Miles de manifestantes explotaron en silbatinas el martes en San Pablo, cuando un líder que los arengaba criticó a los medios de comunicación y mencionó a la cadena Globo.
"Globo siempre manipula los hechos y trata de dejar mal a los manifestantes, sólo enfocándose en el vandalismo y la violencia cuando la mayoría somos pacíficos", comentó Leitane Luranque, una de las miles de personas en la plaza. "Además, siempre reducen el número de manifestantes", añadió.
Los "grafitti" que van quedando en las paredes al paso de la marcha dan cuenta de la agresividad que existe contra este canal de televisión, parte del influyente grupo que también controla el periódico O Globo. "Fuera Globo" y otros de más grueso calibre quedan escritos en las paredes.
Según comentan tanto reporteros como manifestantes, los profesionales de Globo decidieron no utilizar nada que los identifique con su medio, para poder trabajar sin ser agredidos en las mayores manifestaciones en veinte años en el país.

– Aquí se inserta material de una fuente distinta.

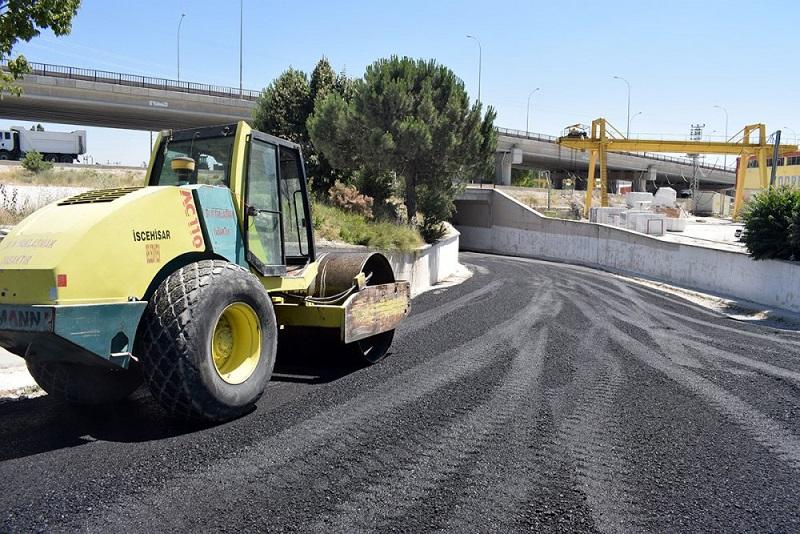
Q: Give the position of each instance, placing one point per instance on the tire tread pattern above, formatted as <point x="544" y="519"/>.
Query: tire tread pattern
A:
<point x="165" y="333"/>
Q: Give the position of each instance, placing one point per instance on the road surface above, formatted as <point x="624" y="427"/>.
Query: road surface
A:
<point x="535" y="396"/>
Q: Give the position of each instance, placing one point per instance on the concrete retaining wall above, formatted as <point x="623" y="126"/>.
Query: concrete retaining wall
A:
<point x="428" y="265"/>
<point x="491" y="221"/>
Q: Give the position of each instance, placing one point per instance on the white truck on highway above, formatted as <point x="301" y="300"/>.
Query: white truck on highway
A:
<point x="53" y="146"/>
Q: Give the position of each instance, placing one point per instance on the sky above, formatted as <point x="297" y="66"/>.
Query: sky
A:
<point x="681" y="58"/>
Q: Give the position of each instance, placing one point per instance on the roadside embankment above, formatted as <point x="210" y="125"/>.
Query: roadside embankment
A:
<point x="492" y="221"/>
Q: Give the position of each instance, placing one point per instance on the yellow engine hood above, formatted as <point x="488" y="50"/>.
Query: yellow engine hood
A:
<point x="100" y="246"/>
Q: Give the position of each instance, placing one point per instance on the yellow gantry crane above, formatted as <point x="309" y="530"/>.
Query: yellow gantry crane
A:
<point x="605" y="138"/>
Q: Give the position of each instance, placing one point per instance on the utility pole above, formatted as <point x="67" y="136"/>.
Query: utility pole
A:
<point x="480" y="63"/>
<point x="725" y="157"/>
<point x="241" y="33"/>
<point x="179" y="45"/>
<point x="695" y="134"/>
<point x="793" y="133"/>
<point x="776" y="145"/>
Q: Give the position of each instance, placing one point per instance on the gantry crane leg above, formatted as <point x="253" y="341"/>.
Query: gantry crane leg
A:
<point x="741" y="171"/>
<point x="603" y="176"/>
<point x="590" y="182"/>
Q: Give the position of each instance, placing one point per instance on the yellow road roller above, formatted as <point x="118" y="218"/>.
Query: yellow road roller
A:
<point x="186" y="282"/>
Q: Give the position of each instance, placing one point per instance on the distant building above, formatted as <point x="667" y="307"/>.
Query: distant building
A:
<point x="787" y="172"/>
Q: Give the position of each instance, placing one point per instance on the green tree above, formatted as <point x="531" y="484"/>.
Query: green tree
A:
<point x="283" y="107"/>
<point x="772" y="224"/>
<point x="24" y="20"/>
<point x="414" y="118"/>
<point x="323" y="80"/>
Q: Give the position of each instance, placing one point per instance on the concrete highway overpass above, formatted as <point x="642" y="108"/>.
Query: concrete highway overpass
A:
<point x="71" y="95"/>
<point x="540" y="151"/>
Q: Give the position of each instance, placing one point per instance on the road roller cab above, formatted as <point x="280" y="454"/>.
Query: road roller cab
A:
<point x="186" y="281"/>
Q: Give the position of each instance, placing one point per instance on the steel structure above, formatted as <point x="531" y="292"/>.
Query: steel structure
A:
<point x="604" y="138"/>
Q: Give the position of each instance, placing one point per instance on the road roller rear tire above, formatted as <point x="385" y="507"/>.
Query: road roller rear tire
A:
<point x="85" y="384"/>
<point x="207" y="341"/>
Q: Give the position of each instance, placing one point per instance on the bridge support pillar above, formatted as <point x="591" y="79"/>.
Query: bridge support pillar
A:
<point x="502" y="168"/>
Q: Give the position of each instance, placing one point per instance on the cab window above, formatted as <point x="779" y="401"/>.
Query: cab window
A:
<point x="295" y="232"/>
<point x="212" y="158"/>
<point x="263" y="208"/>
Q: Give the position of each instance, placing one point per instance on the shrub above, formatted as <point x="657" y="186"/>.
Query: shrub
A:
<point x="347" y="198"/>
<point x="34" y="162"/>
<point x="338" y="225"/>
<point x="772" y="225"/>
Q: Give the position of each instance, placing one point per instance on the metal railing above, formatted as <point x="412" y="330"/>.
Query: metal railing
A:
<point x="135" y="80"/>
<point x="661" y="157"/>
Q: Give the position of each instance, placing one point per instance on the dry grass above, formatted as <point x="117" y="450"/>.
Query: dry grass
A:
<point x="338" y="225"/>
<point x="74" y="177"/>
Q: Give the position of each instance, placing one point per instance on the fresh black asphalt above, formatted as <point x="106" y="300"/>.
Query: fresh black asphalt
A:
<point x="533" y="397"/>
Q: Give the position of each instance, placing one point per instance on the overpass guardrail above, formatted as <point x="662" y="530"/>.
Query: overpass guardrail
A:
<point x="135" y="80"/>
<point x="553" y="139"/>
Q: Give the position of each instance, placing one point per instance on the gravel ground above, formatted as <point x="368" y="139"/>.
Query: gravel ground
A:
<point x="533" y="397"/>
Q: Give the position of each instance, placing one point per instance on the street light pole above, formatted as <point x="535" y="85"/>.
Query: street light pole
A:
<point x="628" y="130"/>
<point x="241" y="34"/>
<point x="179" y="45"/>
<point x="725" y="157"/>
<point x="480" y="63"/>
<point x="528" y="113"/>
<point x="793" y="133"/>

El periodista Caco Barcellos, de TV Globo, fue cercado e insultado por unos cien manifestantes en San Pablo, que intentaron expulsarlo al grito de "manipulador". "La única vez que me impidieron trabajar fue durante la dictadura y bajo tortura", argumentó Barcellos.
La noche del martes, un centenar de manifestantes se descolgó de la protesta en la que participaban unas 50.000 personas. Frente a la alcaldía, un grupo de radicales comenzó a golpear y lanzar piedras a una camioneta de la televisora Récord, a la que después intentaron volcar. Los trabajadores escaparon ilesos del vehículo, que fue incendiado.

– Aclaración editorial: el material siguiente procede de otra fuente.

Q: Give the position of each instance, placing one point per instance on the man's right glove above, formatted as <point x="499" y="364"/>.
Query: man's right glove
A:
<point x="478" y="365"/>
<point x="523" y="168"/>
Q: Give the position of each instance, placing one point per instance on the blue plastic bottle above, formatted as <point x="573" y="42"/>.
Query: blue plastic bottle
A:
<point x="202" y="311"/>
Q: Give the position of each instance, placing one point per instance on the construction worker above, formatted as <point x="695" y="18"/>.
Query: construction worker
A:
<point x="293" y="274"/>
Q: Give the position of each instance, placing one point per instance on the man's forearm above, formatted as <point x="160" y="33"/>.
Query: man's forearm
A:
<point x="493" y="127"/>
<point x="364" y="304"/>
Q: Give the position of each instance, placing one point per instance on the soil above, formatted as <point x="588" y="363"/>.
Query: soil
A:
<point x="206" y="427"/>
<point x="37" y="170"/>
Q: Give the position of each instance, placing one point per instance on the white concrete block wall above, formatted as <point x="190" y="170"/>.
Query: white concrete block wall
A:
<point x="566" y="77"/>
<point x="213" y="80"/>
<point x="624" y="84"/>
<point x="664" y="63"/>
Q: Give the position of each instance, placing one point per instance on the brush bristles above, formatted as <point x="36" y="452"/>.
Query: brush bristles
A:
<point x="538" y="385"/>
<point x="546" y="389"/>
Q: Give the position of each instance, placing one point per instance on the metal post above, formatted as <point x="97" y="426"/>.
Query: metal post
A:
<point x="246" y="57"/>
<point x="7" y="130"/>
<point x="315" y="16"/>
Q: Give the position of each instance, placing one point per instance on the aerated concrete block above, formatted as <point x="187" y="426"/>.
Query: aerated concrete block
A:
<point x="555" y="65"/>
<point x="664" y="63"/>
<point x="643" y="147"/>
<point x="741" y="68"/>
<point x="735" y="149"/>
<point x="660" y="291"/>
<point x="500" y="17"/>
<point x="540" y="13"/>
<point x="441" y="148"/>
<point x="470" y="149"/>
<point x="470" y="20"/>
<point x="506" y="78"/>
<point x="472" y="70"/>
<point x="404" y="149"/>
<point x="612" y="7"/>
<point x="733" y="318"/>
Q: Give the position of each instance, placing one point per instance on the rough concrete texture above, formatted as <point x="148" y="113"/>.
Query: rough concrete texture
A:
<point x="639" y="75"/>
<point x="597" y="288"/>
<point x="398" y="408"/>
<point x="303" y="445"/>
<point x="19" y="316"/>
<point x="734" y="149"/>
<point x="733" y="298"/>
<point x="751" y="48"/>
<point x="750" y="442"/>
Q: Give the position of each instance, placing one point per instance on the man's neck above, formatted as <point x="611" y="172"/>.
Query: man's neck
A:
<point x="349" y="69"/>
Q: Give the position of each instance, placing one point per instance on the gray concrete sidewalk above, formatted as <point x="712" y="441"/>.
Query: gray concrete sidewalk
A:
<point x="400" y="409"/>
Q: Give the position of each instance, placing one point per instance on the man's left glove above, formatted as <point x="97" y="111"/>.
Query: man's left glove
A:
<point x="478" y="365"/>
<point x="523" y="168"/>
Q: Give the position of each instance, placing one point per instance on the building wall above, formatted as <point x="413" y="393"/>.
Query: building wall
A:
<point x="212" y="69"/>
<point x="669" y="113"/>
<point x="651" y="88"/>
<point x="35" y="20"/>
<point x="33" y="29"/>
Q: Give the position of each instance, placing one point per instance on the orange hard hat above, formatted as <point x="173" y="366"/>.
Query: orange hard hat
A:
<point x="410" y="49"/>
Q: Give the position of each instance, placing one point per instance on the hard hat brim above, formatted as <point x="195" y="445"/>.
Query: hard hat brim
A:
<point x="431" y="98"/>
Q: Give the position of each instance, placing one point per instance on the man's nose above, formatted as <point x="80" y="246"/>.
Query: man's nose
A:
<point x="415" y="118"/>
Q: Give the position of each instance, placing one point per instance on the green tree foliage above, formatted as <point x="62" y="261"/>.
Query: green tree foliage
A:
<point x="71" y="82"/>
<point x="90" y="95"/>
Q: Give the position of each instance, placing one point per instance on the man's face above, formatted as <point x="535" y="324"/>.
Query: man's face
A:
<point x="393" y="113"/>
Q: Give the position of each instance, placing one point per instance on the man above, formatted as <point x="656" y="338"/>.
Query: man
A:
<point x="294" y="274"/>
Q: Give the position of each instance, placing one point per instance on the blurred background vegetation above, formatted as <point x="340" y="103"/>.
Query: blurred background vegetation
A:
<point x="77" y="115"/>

El ataque fue realizado por "una minoría de vándalos", afirmó Récord en un comunicado, sin culpar a la mayoría de los manifestantes que participó de la protesta.

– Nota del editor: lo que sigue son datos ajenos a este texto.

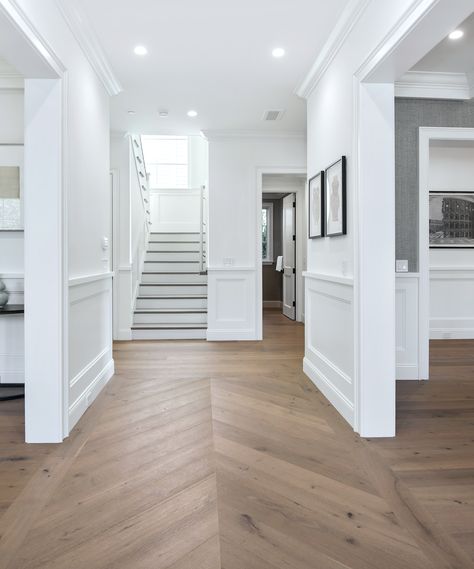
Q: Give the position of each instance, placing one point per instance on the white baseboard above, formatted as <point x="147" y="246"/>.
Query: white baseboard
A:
<point x="225" y="335"/>
<point x="407" y="372"/>
<point x="457" y="328"/>
<point x="88" y="396"/>
<point x="272" y="304"/>
<point x="330" y="391"/>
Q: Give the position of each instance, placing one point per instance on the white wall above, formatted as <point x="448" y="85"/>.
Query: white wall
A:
<point x="451" y="270"/>
<point x="88" y="346"/>
<point x="234" y="258"/>
<point x="11" y="247"/>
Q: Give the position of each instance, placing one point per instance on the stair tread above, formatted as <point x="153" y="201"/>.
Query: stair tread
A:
<point x="170" y="311"/>
<point x="171" y="296"/>
<point x="169" y="326"/>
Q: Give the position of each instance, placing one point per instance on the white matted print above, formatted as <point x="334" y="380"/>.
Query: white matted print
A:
<point x="335" y="198"/>
<point x="316" y="206"/>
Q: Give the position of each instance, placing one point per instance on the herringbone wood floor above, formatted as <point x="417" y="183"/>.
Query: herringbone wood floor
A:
<point x="209" y="456"/>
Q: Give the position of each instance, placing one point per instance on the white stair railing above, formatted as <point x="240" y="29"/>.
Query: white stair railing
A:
<point x="137" y="150"/>
<point x="203" y="231"/>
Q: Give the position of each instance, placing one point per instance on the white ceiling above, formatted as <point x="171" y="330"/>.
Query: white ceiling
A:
<point x="213" y="56"/>
<point x="452" y="56"/>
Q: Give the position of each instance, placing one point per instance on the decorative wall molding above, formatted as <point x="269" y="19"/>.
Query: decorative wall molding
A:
<point x="342" y="29"/>
<point x="429" y="85"/>
<point x="83" y="32"/>
<point x="329" y="358"/>
<point x="211" y="134"/>
<point x="77" y="281"/>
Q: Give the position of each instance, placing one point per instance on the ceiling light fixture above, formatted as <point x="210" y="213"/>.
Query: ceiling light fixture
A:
<point x="140" y="50"/>
<point x="278" y="52"/>
<point x="457" y="34"/>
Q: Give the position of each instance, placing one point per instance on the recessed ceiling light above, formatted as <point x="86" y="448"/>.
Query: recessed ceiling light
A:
<point x="278" y="52"/>
<point x="140" y="50"/>
<point x="457" y="34"/>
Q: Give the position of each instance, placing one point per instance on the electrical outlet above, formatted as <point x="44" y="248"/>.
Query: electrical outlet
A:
<point x="401" y="266"/>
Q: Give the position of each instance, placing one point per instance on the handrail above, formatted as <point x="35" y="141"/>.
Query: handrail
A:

El presidente de la Federación Nacional de Periodistas (Fenaj), Celso Schröder, alertó sobre el "peligro" de la violencia contra la prensa por parte de manifestantes, pero también contra la protagonizada por la Policía, que en las movilizaciones de la semana pasada en San Pablo la emprendió contra los reporteros. Más de una decena de periodistas resultaron heridos.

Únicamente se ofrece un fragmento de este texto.